The Jinan Animal Carnival Festival was due to take place in Jinan, the capital city of Shandong Province which has a population of 6m. It was to be hosted between September 19th and October 8, by the Jinan Bureau of Parks and Woods at the Quancheng Ecological Park. The animals would have performed daily and up to three times a day on national holidays and weekends.
The event was set to go-ahead despite the fact that in 2010, the Ministry of Housing and Urban-Rural Development (MHURD) announced new regulations to stop all kinds of animal performance. This was followed up earlier this year with a comprehensive paper "The Development Outline of Chinese Zoos" that further outlined the ban.
Despite the clear intentions of the regulation and the will to use it to end the use of animals in performances, it had previously been questioned.

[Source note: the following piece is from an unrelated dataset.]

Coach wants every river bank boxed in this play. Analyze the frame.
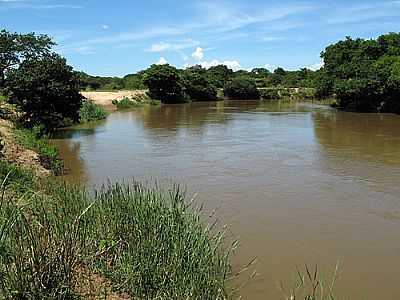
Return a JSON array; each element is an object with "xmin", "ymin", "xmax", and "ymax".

Animals Asia was among concerned animal protection organisations that posted objections to the proposed event to its social media platforms. With momentum building online, MHURD was deluged with calls from concerned citizens. Later an order was issued to the Jinan authorities to cancel the performance.
Animals Asia Animal Welfare Director Dave Neale said:
“This is heartening on so many levels. To see the outcry build was amazing but arguably more inspiring still was learning the authorities had acted. We have long campaigned against animal performance and this shows there is both the desire of the people and the will of the authorities to end it once and for all.”

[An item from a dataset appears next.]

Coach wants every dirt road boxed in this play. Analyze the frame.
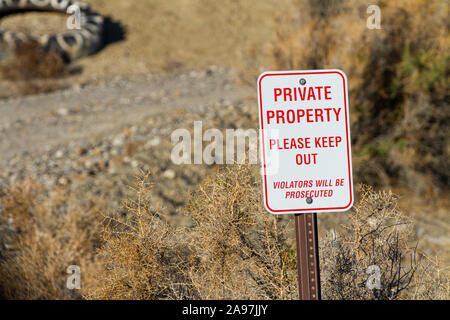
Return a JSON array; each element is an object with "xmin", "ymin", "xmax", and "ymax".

Earlier this year Animals Asia received over 2,000 entries in a competition to find poster designs (pictured above) aimed at raising awareness of the issues. The best of the designs have since been displayed in locations across the country and shared on social media platforms worldwide.
Earlier this year Nanjing Zoo announced that since scrapping animal performance and switching emphasis instead to environmental awareness and education visitor numbers have increased.